Achieving a theoretical uncertainty of only a few per cent in the measurement of physical observables is a vastly challenging task in the complex environment of hadronic collisions. To keep pace with experimental observations at the LHC and elsewhere, precision computing has had to develop rapidly in recent years – efforts that have been monitored and driven by the biennial High Precision for Hard Processes (HP2) conference for almost two decades now. The latest edition attracted 120 participants to the University of Torino from 10 to 13 September 2024.

All speakers addressed the same basic question: how can we achieve the most precise theoretical description for a wide variety of scattering processes at colliders?

The recipe for precise prediction involves many ingredients, so the talks in Torino probed several research directions. Advanced methods for the calculation of scattering amplitudes were discussed, among others, by Stephen Jones (IPPP Durham). These methods can be applied to detailed high-order phenomenological calculations for QCD, electroweak processes and BSM physics, as illustrated by Ramona Groeber (Padua) and Eleni Vryonidou (Manchester). Progress in parton showers – a crucial tool to bridge amplitude calculations and experimental results – was presented by Silvia Ferrario Ravasio (CERN). Dedicated methods to deal with the delicate issue of infrared divergences in high-order cross-section calculations were reviewed by Chiara Signorile-Signorile (Max Planck Institute, Munich).

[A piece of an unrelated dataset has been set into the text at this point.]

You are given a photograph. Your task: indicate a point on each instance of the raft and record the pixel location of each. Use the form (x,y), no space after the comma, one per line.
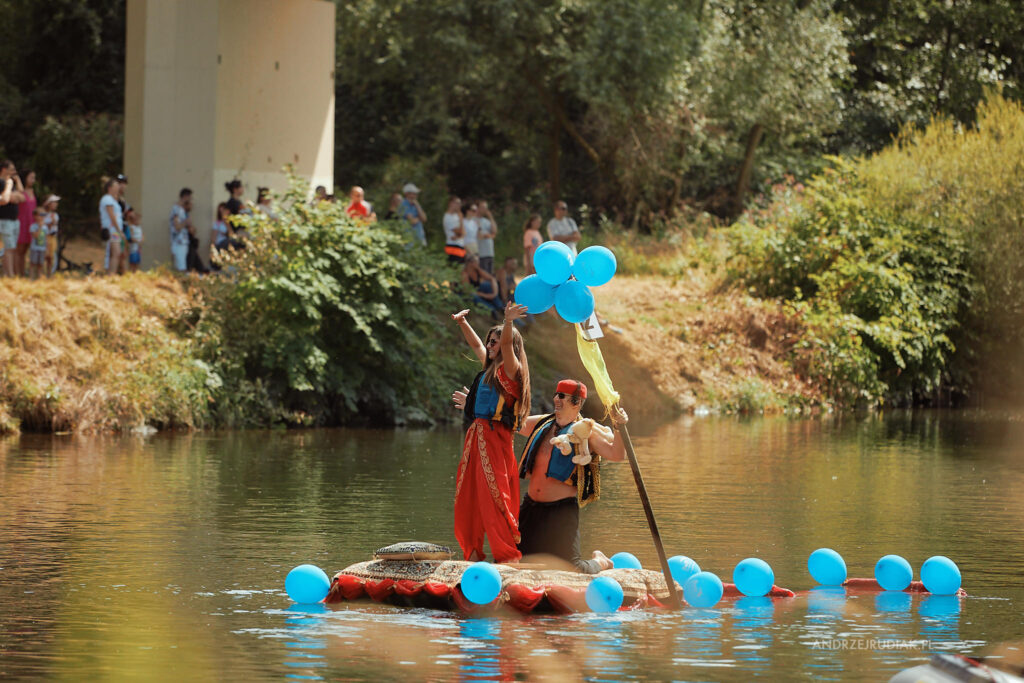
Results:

The Torino conference was dedicated to the memory of Stefano Catani, a towering figure in the field of high-energy physics, who suddenly passed away at the beginning of this year. Starting from the early 1980s, and for the whole of his career, Catani made groundbreaking contributions in every facet of HP2. He was an inspiration to a whole generation of physicists working in high-energy phenomenology. We remember him as a generous and kind person, and a scientist of great rigour and vision. He will be sorely missed.